Chapter 2. Lexical structure

Every Ceylon source file is a sequence of Unicode characters. Lexical analysis of the character stream, according to the grammar specified in this chapter, results in a stream of tokens. These tokens form the input of the parser grammar defined in the later chapters of this specification. The Ceylon lexer is able to completely tokenize a character stream in a single pass.

2.1. Whitespace

Whitespace is composed of strings of Unicode SPACE, CHARACTER TABULATION, FORM FEED (FF), LINE FEED (LF) and CARRIAGE RETURN (CR) characters.

Whitespace: " " | Tab | Formfeed | Newline | CarriageReturn
Tab: "\{CHARACTER TABULATION}"
Formfeed: "\{FORM FEED (FF)}"
Newline: "\{LINE FEED (LF)}"
CarriageReturn: "\{CARRIAGE RETURN (CR)}"

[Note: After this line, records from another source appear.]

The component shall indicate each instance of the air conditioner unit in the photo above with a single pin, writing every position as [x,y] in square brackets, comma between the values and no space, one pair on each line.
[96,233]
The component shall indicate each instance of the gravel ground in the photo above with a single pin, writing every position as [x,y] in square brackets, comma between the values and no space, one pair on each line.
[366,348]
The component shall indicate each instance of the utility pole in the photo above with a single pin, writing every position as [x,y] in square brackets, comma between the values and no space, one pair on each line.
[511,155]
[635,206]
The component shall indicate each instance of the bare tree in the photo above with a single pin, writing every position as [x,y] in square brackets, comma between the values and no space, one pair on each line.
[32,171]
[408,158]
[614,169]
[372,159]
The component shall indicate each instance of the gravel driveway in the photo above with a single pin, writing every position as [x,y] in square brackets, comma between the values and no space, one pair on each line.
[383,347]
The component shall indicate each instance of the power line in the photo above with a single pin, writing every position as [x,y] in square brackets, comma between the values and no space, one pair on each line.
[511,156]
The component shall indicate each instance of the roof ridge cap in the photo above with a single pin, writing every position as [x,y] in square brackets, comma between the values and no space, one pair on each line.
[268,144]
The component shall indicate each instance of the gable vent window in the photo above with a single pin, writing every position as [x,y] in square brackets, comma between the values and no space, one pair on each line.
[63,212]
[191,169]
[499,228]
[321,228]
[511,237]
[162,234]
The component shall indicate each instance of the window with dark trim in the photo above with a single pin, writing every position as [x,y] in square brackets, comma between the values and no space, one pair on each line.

Outside of a comment, string literal, or single quoted literal, whitespace acts as a token separator and is immediately discarded by the lexer. Whitespace is not used as a statement separator.

Source text is divided into lines by line-terminating character sequences. The following Unicode character sequences terminate a line:

  • LINE FEED (LF),

  • CARRIAGE RETURN (CR), and

  • CARRIAGE RETURN (CR) followed by LINE FEED (LF).

2.2. Comments

There are two kinds of comments:

  • a multiline comment begins with /* and extends until */, and

  • an end-of-line comment begins with // or #! and extends until the next line terminating character sequence.

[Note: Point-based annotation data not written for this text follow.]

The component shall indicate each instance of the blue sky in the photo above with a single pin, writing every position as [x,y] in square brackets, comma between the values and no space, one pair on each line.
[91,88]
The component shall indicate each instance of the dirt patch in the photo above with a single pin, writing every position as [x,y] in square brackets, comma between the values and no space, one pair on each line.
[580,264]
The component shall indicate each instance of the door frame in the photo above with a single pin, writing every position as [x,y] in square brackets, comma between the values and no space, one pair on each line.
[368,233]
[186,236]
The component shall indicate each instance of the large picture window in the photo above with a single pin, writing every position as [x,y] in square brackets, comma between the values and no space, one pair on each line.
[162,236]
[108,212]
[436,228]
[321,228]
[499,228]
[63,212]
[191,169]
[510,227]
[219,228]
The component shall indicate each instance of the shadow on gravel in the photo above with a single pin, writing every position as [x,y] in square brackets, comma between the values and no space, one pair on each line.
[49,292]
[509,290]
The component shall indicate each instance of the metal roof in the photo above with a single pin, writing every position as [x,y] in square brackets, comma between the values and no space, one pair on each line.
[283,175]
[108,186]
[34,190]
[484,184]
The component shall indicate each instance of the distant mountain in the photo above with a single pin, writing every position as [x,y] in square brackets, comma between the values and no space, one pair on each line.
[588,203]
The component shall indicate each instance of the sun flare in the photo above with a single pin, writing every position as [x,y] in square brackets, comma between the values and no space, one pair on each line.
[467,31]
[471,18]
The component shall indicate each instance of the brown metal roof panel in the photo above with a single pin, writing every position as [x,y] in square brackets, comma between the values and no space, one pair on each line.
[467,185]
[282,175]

Both kinds of comments can be nested.

LineComment: ("//"|"#!") ~(Newline | CarriageReturn)* (CarriageReturn Newline | CarriageReturn | Newline)?
MultilineComment: "/*" (MultilineCommentCharacter | MultilineComment)* "*/"
MultilineCommentCharacter: ~("/"|"*") | ("/" ~"*") => "/" | ("*" ~"/") => "*"

The following examples are legal comments:

//this comment stops at the end of the line
/*
   but this is a comment that spans
   multiple lines
*/
#!/usr/bin/ceylon

Comments are treated as whitespace by both the compiler and documentation compiler. Comments may act as token separators, but their content is immediately discarded by the lexer and they are not visible to the parser.

2.3. Identifiers and keywords

Identifiers may contain letters, digits and underscores.

LowercaseCharacter: LowercaseLetter | "_"
UppercaseCharacter: UppercaseLetter
IdentifierCharacter: LowercaseCharacter | UppercaseCharacter | Number

The lexer classifies Unicode uppercase letters, lowercase letters, and numeric characters depending on the general category of the character as defined by the Unicode standard.

  • A LowercaseLetter is any character whose general category is Ll or any character whose general category is Lo or Lm which has the property Other_Lowercase.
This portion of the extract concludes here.